Ms. Nyong’o, an Oscar-winning actress, wrote a children’s book this year titled “Sulwe,” about colorism and self-esteem. She said she wrote the book so that children with darker skin could see themselves reflected in stories.

Colorism is not hidden — it parades itself on magazine covers, in big-budget films, on television and on social media.

In March, as Chris Rock presented an N.A.A.C.P. award, he made a joke about the actor Jussie Smollett, who at the time was embroiled in a controversy with the Chicago Police Department.

“What a waste of light skin, you know?” Mr. Rock said to the audience. “You know what I could do with that light skin? That curly hair? My career would be out of here.”

Mr. Rock, who is dark-skinned, delivered the lines to an audience that burst into laughter.

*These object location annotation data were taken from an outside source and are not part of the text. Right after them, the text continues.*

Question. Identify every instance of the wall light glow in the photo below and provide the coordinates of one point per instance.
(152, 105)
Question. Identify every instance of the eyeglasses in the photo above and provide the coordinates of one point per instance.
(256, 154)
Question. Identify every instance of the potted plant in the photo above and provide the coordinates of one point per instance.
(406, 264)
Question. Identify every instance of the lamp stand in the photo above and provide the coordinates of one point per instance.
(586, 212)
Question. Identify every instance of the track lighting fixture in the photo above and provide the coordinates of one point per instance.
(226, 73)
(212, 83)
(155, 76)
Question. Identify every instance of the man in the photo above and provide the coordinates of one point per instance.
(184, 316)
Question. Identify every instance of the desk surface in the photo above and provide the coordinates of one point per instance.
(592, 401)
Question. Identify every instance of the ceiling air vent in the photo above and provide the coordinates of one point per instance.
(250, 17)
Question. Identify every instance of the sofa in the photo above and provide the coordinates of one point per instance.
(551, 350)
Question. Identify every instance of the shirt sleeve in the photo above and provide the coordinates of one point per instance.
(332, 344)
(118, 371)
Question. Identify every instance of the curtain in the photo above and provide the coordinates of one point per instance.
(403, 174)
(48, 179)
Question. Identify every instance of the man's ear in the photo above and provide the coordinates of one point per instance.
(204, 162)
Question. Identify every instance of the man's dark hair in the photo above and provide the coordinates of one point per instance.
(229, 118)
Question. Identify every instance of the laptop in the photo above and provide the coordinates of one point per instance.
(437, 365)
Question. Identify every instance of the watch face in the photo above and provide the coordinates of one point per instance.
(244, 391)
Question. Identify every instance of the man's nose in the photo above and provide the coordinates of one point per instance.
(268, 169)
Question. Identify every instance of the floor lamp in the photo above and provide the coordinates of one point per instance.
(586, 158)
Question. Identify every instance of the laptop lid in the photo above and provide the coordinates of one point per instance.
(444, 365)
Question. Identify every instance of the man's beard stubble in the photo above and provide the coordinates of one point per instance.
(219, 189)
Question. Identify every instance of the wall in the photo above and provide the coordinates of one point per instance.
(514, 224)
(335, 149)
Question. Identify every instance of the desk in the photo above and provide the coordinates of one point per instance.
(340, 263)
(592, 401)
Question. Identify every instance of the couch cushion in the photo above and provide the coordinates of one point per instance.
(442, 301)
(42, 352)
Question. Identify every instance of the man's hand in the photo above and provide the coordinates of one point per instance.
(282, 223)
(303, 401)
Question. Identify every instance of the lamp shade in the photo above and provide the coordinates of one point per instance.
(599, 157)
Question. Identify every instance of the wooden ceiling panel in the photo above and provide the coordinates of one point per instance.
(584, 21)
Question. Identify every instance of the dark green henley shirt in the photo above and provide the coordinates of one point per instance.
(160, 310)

So how does the narrative change?

“The biggest thing is to redefine what beauty is,” Ms. Adawe said. “It is so much embedded in cultures that we need to retrain the colonized mind to make sure that even in the education system we create, it promotes all skin colors,” she added.

Proper representation of people with dark skin in the mainstream media is also important, Ms. Adawe said.

“If you don’t have a role model, that can be hard,” she said. “If all you see are people that are succeeding are a different color than you, that they are all white, that impacts a lot of young people.”

Another way to move forward is to be more aware of colorism — when creating, hiring or teaching.

“The beauty standard,” Ms. Adawe said, “cannot be one skin color.”